Hydroxychloroquine slowed development of renal damage in patients with systemic lupus erythematosus.
SAN FRANCISCO—Hydroxychloroquine, a low-risk and inexpensive generic drug originally used to treat malaria, may help prevent kidney damage in patients with systemic lupus erythematosus (SLE), according to new study findings presented here at the American College of Rheumatology (ACR) annual scientific meeting.
The drug was originally used to treat SLE-associated skin and joint problems. Previous studies have shown that hydroxychloroquine is also associated with decreased flares, reduction of overall damage, and better overall survival rates in SLE patients. Because the side effects with this agent are far less common and less serious than those from other drugs used to treat lupus, such as corticosteroids and immunosuppressants, researchers at the University of Alabama in Birmingham decided to investigate whether hydroxychloroquine could prevent renal damage in lupus patients.
The study enrolled 582 African American, Caucasian, and Hispanic American SLE patients aged 16 years or older who had suffered from the disease for less than five years, but the researchers focused only on the 203 subjects who had lupus nephritis at baseline. The investigators looked at how soon renal damage occurred in those who took hydroxychloroquine (161 patients) compared with those who did not (42 patients). After adjusting for all of the variables that differed between the two groups, renal damage took much longer to occur in the hydroxychloroquine users than in the non-users.
“The data presented, taken in conjunction with those previously reported by others, suggest that if renal damage is to be prevented, hydroxychloroquine should be prescribed to all lupus patients very early in the course of the disease,” said lead investigator Guillermo Pons-Estel, MD, a rheumatology fellow at the University of Alabama at Birmingham.
“This practice will have a direct impact not only on the lives of patients with SLE but also on society given the costs associated with … renal damage in these patients.”
Hydroxychloroquine, which costs only about $50 a month, has been associated with very few side effects, the researchers said, so they believe it may be important in preventing renal damage in this patient population. Properly monitored, this medication is quite safe, they noted.
“This medication should be used in a more generous way in all patients with lupus to try to prevent this negative effect,” study co-investigator Graciela S. Alarcón, MD, MPH, told Renal & Urology News. “Hydroxychloroquine has been used since the 1950s. It has been shown to be very safe, with only a small risk for optical side effects [optical lesions]. In 35 years as a rheumatologist, I have never seen anyone go blind from using [hydroxychloroquine].”
Dr. Alarcón, who is a professor of medicine at the University of Alabama at Birmingham, said all patients on this medication should have a vision exam once a year as a precaution.
In a separate study presented at the ACR meeting, researchers at the Geisinger Health System in Danville, Pa., found that hydroxychloroquine may prevent development of diabetes in patients with rheumatoid arthritis (RA). Last year, a study published in the Journal of the American Medical Association (2007;298:187-193) showed a 77% decrease in the incidence of diabetes in RA patients taking hydroxychloroquine for more than four years.
The Geisinger investigators studied 1,824 RA patients who had two or more office visits with a rheumatologist between September 2000 and February 2008. The patients had a mean age of 62.4 years; 74% were female and 97% were Caucasian.
Study participants were divided into two groups: 489 had previously taken hydroxychloroquine and 1,335 had not. The rate of newly diagnosed diabetes cases among hydroxychloroquine users was about half the rate observed in nonusers (17.2 vs. 33.8 new cases per 1,000 people per year). After adjusting for demographics; BMI; disease severity; and use of steroids, methotrexate, and tumor necrosis factor inhibitors, subjects who had ever used hydroxychloroquine had a 53% reduction in the risk of developing diabetes.
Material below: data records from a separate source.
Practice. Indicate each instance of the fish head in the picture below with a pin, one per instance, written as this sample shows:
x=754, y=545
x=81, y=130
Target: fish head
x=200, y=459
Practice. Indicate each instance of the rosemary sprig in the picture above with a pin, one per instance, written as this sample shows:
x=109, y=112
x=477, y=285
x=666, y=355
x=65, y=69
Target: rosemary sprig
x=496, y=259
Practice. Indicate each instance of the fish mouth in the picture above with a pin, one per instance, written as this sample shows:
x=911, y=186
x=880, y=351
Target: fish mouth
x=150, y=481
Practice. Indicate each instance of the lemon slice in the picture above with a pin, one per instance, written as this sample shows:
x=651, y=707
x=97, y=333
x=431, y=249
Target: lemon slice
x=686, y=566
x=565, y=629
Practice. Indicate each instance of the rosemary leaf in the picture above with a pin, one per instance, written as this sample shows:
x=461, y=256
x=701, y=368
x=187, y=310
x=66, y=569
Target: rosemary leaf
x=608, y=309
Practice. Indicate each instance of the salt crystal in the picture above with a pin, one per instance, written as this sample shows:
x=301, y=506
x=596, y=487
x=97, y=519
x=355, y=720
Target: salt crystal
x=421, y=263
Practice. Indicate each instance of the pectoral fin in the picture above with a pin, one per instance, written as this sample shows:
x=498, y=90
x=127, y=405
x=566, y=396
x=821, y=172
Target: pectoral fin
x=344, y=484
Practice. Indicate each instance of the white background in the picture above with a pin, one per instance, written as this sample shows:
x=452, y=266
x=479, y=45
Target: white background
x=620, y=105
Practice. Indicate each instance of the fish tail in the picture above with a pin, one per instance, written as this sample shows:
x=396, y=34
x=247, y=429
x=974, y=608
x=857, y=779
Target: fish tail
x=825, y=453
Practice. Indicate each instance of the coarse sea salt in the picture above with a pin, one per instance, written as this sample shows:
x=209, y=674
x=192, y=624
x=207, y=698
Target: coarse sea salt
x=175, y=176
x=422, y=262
The researchers said they do not know what mechanism of action underlies this protective effect, but they believe that it could be related to hydroxychloroquine’s immune-modulating effects and its possible favorable effects on glucose metabolism.
“Given the favorable safety profile and low cost of this generic medication, these findings may have implications for use of hydroxychloroquine to prevent diabetes in other high-risk groups,” said lead investigator Androniki Bili, MD, MPH, an attending rheumatologist at Geisinger.